Meskrem.net doesn’t offer solutions, except asking us to perform our duty and wait until change comes from inside. Its crowd consists of Eritreans of varied aspirations but one common denominator. A motley crew of Eritreans who wanted change but are excessively wary of Ethiopian intervention; previous opposition members who are now leaning towards PFDJ; ELF members, mostly from Kebesa who still are feisty enough to remember Korakon-Tahday, as if it is yesterday;  PFDJ members who find it a perfect tool to keep the opposition divided, etc… All have one thing in common: it is better to be ruled by PFDJ (however much it is brutal) than by the opposition. They vow: let us fight the opposition, keep them at bay until..until the PFDJ recuperates or change comes somehow. We know Isaias is the devil, they admit, but because he is the devil we know, we give him our 2% tax and yes our sympathy too.

Meskrem’s power lies deeper than many readily acknowledge. For us the Christian highlanders it successfully touches upon our inner soul, magnifying our (real or imagined) fears of the other, be it the Eritrean Muslims or Ethiopians, especially, ‘Tegaru’; our legitimate fear of losing our independence and sovereignty. In times of confusion and paranoia, (which we are all guilty of), when we would rather cling to our parochial self, it finds a comfortable niche. Thus, Meskrem’s appeal is not without grounds; in its extreme, it appeals to some dark recesses of our psyche and freezes us there.

Ethiopia. Woyane. Ethiopia. Woyane.

Meskrem’s sharpest harpoon is directed against the activists and opposition members who happened to visit Ethiopia. Haw Alem’s Ethiopian obsession can’t be adequately discussed here. “Ethiopia-funded, Woyane-organized”, are catch-words of his site. Many of us, in the opposition, are duly cognizant of organic nature of cause and Ethiopia’s proper place. We put the responsibility for the mess we are in squarely on Isaias Afewerki. Period. There is no justification for having more than 5,000 political prisoners, hundreds of underground detention centers, no constitution, no press, no parliament, no vice-president, no independent judiciary or civic space, no justification for paying 20,000 dollars inside Asmara to release your brother in Sinai, etc. Ethiopia has got nothing to do with this; it is our own making.

I return to the two zen-monks and a woman story. One held her for awhile just to cross the river. One who never touched her physically, yet held her for many hours, or days. Who is more Ethiopian, metaphorically speaking?
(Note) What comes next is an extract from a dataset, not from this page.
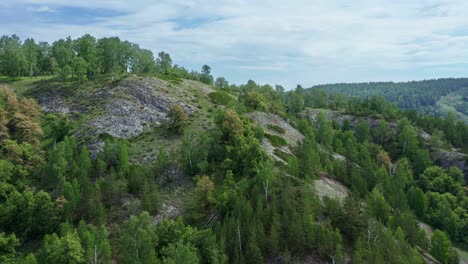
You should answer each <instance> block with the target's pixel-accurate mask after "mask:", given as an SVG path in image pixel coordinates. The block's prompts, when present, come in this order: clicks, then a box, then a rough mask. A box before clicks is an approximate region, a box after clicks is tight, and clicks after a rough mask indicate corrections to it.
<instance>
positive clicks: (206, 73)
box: [200, 65, 213, 85]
As Haw Alem harbors excessive obsession of everything Ethiopian, berates and scolds Eritreans in their quest for better Eritrea by labeling them Ethiopia’s lackey’s, hyperventilates when discrediting Ethiopia than focusing on the main culprit to the human rights violation in Eritrea, it borders on something deeper that can’t fail to make one wonder who is holding Ethiopia (the woman): the activists (older monk) who physically visit it or Haw Alem Goitom (the younger monk) on whom Ethiopia has left an indelible mark.
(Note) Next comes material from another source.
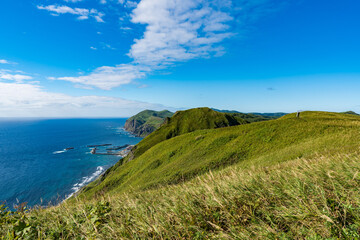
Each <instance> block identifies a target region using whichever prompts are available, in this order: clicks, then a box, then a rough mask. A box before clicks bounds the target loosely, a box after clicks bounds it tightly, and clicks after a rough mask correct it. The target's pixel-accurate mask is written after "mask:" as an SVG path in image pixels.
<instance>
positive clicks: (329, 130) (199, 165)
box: [83, 112, 360, 196]
mask: <svg viewBox="0 0 360 240" xmlns="http://www.w3.org/2000/svg"><path fill="white" fill-rule="evenodd" d="M359 123H360V118H359V117H357V116H353V115H348V114H338V113H326V112H304V113H302V114H301V118H300V119H297V118H295V114H290V115H287V116H285V117H282V118H281V119H278V120H272V121H267V122H259V123H252V124H246V125H241V126H234V127H227V128H221V129H210V130H200V131H195V132H192V133H188V134H184V135H181V136H177V137H174V138H172V139H169V140H166V141H163V142H161V143H159V144H157V145H155V146H154V147H152V148H150V149H149V150H148V151H146V152H144V153H143V154H142V155H141V156H139V157H137V158H135V159H134V160H132V161H130V162H128V163H126V164H124V165H122V166H121V165H116V166H115V167H113V168H112V169H111V170H110V171H109V172H108V173H107V175H106V177H103V178H101V179H98V180H97V181H95V182H94V183H92V184H90V185H89V186H88V187H87V188H86V189H85V192H84V193H83V195H84V196H93V195H95V194H98V193H105V192H124V191H128V190H129V189H147V188H150V187H152V188H153V187H155V186H157V185H163V184H173V183H179V182H181V181H183V180H187V179H190V178H192V177H194V176H196V175H198V174H201V173H204V172H207V171H208V170H209V169H218V168H223V167H224V166H227V165H231V164H235V163H239V164H240V165H241V166H242V167H243V168H246V167H251V166H254V165H259V166H266V165H269V166H270V165H272V164H274V163H278V162H282V161H287V160H292V159H296V158H299V157H311V156H313V155H315V154H316V153H317V152H322V153H325V152H326V153H329V154H330V153H334V152H338V151H346V150H349V151H350V150H352V149H354V148H355V147H356V146H357V145H358V142H359V141H360V136H359V134H358V132H359V130H360V128H359ZM150 136H151V135H150Z"/></svg>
A Voice for the Christian Highlanders

We, the Christian highlanders, look around desperately for guideposts, for a voice. The void is undeniable; it is real. Meskerem.net readily fills that void; feeding our genuine hunger with unhealthy doses of jingoistic nationalism, and cynically manipulated bathos used for cinematic effect. Though it appears to harken back to preserve the age-old customs of the Kebesa values, it falls short of the glory-rather glorifies our flawed nature which was distorted expertly by the devil who defiled our culture and our soul. I wish we had an opposition media or forum that truly celebrates our glorious customs, our Tigrigna language, our folklores, our common destiny. We should constantly remember we predate Isaias’s reign and we will live together forever. Only when we find our own soul, do we embark on honest and genuine journey of reconciliation with the other counterpart of Eritrea, our Eritreans Moslems. The ultimate lesson is to find each other, to carry the burden of History, as citizens of a beautiful nation that we all paid dearly, ‘to strive, to seek, to find, and not to yield’  in the quest for discovering the better angels of our nature, “as we are not enemies, but friends. We must not be enemies.” We have only one enemy, one devil; who killed, lied, and wreaked enough havoc on generations of Eritreans.